Desta estratégia, vão ser incluídas as novas vacinas adaptadas à Ómicron, já aprovadas pela Agência Europeia do Medicamento (EMA), sendo que administração das vacinas irá ocorrer nos centros de saúde e de vacinação, estando previstos cerca de 397 pontos de vacinação.

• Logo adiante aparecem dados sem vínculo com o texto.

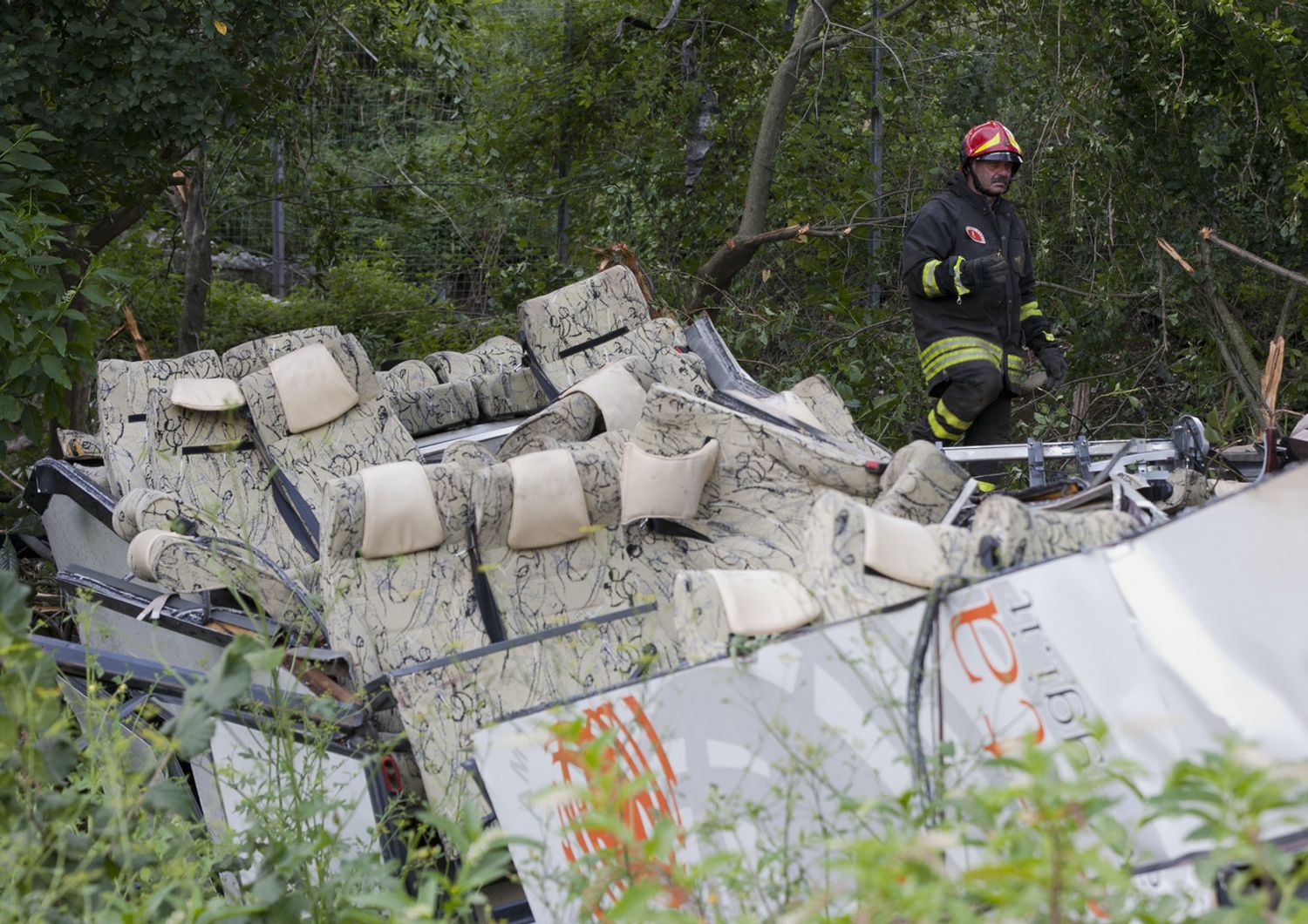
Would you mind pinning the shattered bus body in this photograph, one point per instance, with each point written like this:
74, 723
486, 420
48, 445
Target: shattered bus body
610, 521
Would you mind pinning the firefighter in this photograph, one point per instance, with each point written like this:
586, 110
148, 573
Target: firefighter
967, 264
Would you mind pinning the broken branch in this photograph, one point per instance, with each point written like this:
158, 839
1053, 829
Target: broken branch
1271, 384
1209, 234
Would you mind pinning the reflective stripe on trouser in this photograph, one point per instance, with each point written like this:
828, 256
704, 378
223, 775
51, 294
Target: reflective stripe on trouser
955, 350
972, 387
944, 424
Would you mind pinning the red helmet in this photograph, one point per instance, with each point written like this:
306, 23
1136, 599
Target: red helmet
991, 141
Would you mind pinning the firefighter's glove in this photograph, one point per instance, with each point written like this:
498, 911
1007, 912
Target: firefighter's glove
985, 272
1054, 363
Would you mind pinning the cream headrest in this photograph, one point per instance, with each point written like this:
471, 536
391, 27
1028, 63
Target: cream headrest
792, 405
617, 392
399, 511
141, 552
902, 549
548, 502
207, 394
664, 486
311, 387
764, 602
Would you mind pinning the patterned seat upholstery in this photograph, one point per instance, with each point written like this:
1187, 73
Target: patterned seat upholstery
1015, 533
497, 355
209, 477
390, 613
828, 407
122, 394
755, 505
512, 394
575, 418
502, 386
366, 434
580, 329
423, 403
920, 484
1005, 533
541, 588
255, 355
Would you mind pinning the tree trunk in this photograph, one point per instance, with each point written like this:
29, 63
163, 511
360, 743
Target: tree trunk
194, 214
719, 269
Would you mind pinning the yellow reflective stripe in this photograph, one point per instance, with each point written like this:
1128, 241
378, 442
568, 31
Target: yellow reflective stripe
957, 277
941, 431
929, 285
947, 344
950, 418
934, 369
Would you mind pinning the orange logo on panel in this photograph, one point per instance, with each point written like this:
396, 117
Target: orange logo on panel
630, 775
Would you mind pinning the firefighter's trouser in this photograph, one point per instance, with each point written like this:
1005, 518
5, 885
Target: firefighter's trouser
971, 408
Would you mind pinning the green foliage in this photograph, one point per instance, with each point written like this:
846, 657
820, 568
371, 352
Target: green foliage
88, 832
80, 832
44, 339
130, 88
1040, 840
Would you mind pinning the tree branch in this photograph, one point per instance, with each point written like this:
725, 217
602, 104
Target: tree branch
787, 233
717, 272
104, 232
861, 31
1209, 234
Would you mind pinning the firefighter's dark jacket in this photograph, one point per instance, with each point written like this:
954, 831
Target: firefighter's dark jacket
952, 323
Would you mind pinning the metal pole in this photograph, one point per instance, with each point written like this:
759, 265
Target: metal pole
562, 217
279, 238
874, 240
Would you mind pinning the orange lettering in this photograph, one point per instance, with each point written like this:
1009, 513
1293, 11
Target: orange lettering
998, 748
970, 617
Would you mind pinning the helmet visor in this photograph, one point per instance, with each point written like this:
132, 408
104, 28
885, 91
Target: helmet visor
1012, 157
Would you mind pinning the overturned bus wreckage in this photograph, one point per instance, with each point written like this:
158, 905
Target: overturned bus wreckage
611, 527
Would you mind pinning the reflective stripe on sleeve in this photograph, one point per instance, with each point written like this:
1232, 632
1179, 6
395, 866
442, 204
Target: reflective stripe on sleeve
957, 277
930, 288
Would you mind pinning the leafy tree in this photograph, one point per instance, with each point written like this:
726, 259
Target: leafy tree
126, 89
42, 336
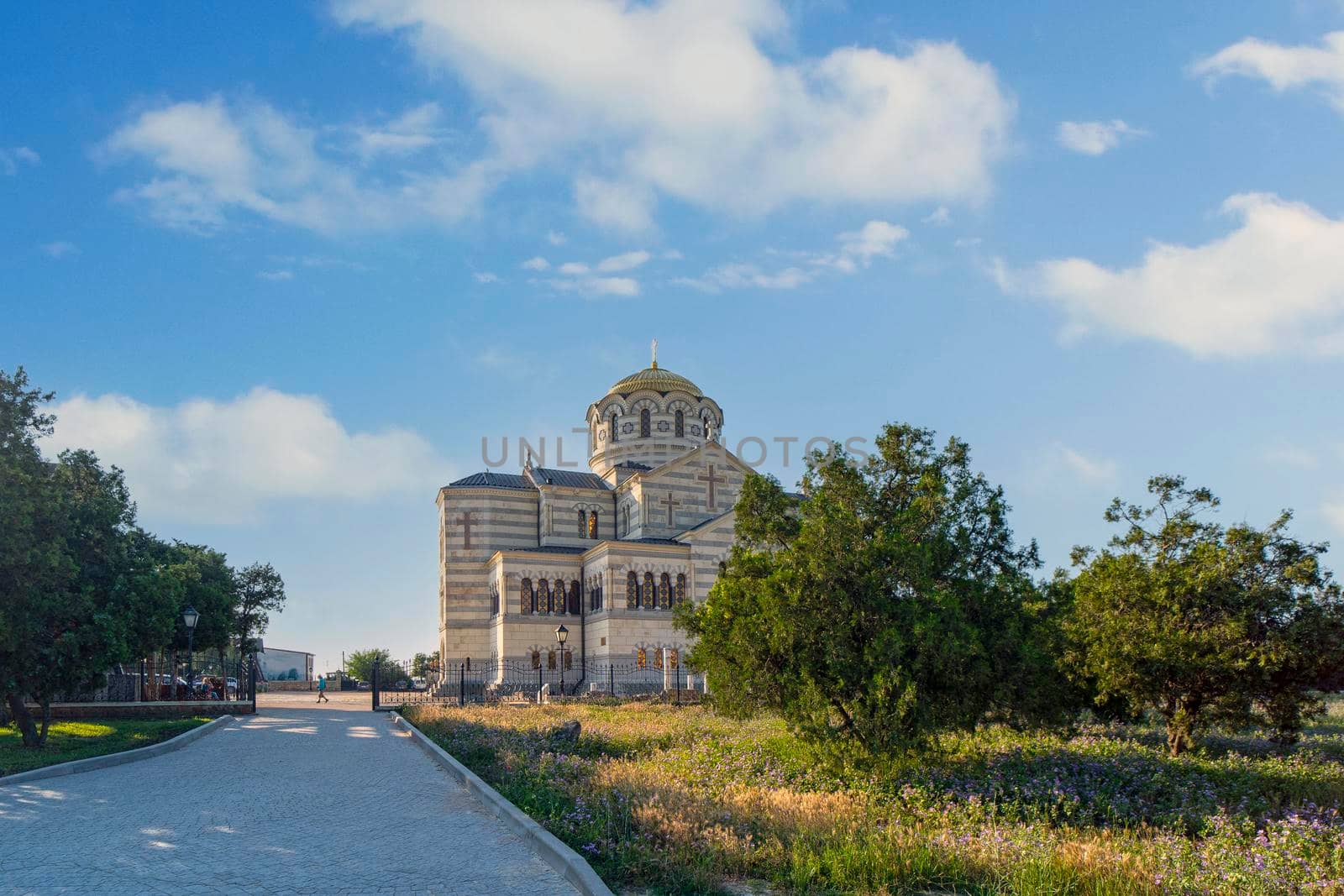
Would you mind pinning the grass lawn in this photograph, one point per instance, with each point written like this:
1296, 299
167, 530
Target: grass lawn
67, 741
678, 799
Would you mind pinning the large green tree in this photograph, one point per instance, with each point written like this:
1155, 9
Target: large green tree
260, 591
887, 605
1206, 624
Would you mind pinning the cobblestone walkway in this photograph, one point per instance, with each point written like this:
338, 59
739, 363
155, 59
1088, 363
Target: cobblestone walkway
292, 801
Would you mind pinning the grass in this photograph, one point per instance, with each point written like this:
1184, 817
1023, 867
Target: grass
680, 801
71, 741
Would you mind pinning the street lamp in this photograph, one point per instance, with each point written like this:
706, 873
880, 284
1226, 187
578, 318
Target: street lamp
561, 634
190, 618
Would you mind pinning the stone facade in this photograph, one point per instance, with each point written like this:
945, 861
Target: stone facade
605, 553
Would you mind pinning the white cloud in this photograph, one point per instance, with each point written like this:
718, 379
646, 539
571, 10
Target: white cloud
1273, 284
940, 217
1093, 470
858, 249
213, 159
13, 157
598, 285
1292, 456
680, 98
1284, 67
413, 130
1095, 137
625, 261
208, 461
60, 249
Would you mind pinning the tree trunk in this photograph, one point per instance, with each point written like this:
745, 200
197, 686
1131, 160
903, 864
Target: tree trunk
24, 719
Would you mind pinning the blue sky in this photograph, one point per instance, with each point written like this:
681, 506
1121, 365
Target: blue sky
288, 269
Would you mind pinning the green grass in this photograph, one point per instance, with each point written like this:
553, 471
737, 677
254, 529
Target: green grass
71, 741
664, 799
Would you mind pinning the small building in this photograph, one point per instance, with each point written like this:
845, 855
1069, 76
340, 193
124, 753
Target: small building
286, 665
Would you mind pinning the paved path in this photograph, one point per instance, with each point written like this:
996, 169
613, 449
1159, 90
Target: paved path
292, 801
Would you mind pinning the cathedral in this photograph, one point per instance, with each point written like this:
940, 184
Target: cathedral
606, 553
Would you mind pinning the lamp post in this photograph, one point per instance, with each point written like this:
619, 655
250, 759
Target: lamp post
561, 634
190, 618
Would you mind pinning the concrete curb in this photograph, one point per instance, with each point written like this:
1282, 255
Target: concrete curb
116, 758
548, 846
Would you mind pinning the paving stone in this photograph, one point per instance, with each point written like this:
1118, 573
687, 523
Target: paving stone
288, 801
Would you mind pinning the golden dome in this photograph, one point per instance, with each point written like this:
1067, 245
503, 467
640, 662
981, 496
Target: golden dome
658, 379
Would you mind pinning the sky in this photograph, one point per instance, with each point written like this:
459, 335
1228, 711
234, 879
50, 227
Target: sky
288, 266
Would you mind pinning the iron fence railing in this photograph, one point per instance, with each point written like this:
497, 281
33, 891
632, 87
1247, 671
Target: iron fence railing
158, 680
506, 681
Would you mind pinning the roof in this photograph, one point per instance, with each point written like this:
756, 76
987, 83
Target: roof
491, 481
569, 479
658, 379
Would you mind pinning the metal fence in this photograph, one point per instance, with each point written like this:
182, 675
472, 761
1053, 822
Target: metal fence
156, 680
503, 681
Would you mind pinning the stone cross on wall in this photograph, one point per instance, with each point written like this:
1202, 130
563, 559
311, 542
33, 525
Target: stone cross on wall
711, 479
465, 521
669, 503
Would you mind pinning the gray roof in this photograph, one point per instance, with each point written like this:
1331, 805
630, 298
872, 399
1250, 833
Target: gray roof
569, 479
491, 481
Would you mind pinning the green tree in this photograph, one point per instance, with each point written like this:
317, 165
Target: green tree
886, 606
260, 591
1203, 624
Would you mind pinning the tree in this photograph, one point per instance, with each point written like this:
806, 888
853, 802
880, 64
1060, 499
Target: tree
362, 663
1206, 624
886, 606
261, 591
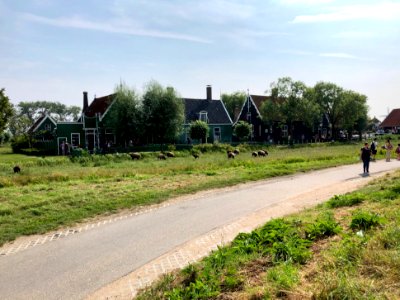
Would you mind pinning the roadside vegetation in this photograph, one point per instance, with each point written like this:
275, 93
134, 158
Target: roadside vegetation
53, 192
346, 248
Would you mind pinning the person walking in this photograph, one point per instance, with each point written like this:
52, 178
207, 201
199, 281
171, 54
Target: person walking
398, 151
365, 157
389, 148
373, 147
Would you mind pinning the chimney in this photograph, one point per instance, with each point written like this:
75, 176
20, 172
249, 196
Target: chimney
85, 102
209, 92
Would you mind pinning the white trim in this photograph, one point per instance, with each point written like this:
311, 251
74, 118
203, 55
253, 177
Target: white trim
108, 108
41, 122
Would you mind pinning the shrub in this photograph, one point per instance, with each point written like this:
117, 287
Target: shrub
365, 220
345, 200
323, 227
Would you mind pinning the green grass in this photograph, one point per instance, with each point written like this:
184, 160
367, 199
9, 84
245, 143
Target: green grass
349, 251
53, 192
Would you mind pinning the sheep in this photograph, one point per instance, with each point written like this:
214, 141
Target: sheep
135, 155
170, 154
162, 156
261, 153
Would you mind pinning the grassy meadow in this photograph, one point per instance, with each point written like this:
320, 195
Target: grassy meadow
53, 192
346, 248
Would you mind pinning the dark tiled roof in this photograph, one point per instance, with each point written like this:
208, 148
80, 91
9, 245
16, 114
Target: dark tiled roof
99, 105
215, 109
392, 120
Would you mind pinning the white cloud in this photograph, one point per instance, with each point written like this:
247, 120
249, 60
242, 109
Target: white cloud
382, 11
111, 27
339, 55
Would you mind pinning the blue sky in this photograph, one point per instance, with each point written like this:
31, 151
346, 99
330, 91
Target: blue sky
55, 49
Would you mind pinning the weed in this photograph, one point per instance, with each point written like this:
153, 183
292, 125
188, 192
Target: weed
364, 220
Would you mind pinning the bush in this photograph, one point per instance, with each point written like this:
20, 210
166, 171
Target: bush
365, 220
324, 226
345, 200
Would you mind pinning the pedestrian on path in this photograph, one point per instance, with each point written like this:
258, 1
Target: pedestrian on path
389, 148
365, 157
398, 151
374, 146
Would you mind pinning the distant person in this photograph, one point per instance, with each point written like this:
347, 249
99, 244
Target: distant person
373, 147
389, 148
398, 151
365, 157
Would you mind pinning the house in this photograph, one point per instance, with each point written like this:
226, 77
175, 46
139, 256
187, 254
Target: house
278, 131
392, 122
211, 111
89, 131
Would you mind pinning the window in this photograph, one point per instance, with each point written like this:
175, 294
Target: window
75, 139
203, 116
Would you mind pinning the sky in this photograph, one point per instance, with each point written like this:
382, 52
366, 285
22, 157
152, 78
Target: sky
53, 50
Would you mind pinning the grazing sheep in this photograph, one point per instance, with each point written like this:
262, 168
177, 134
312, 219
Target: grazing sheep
135, 155
162, 156
261, 153
170, 154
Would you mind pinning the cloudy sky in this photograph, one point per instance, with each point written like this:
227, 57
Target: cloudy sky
55, 49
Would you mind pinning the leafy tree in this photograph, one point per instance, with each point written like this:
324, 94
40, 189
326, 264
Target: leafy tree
290, 101
6, 110
233, 102
242, 130
163, 113
199, 130
124, 114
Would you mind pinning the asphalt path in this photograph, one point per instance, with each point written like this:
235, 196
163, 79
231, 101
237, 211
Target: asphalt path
79, 264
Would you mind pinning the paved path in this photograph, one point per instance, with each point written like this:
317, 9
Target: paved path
113, 258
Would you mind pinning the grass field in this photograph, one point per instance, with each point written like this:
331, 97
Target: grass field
346, 248
53, 192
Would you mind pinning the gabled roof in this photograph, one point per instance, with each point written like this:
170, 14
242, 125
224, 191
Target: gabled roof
40, 121
216, 111
392, 120
99, 105
256, 100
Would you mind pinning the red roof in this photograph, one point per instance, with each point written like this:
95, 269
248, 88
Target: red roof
99, 105
392, 120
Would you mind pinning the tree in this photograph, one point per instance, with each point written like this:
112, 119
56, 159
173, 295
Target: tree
6, 110
124, 114
163, 113
242, 130
233, 102
199, 130
290, 101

“Nesta campanha, desde o início, serão utilizadas as vacinas adaptadas contra a COVID-19 contendo a estirpe original e a variante Ómicron, aprovadas no dia 1 de setembro pela EMA, dado que essas vacinas têm um perfil de eficácia e segurança adaptado às atuais variantes do SARS-CoV-2 em circulação”, avançou a diretora-geral da Saúde, Dr.ª Graça Freitas.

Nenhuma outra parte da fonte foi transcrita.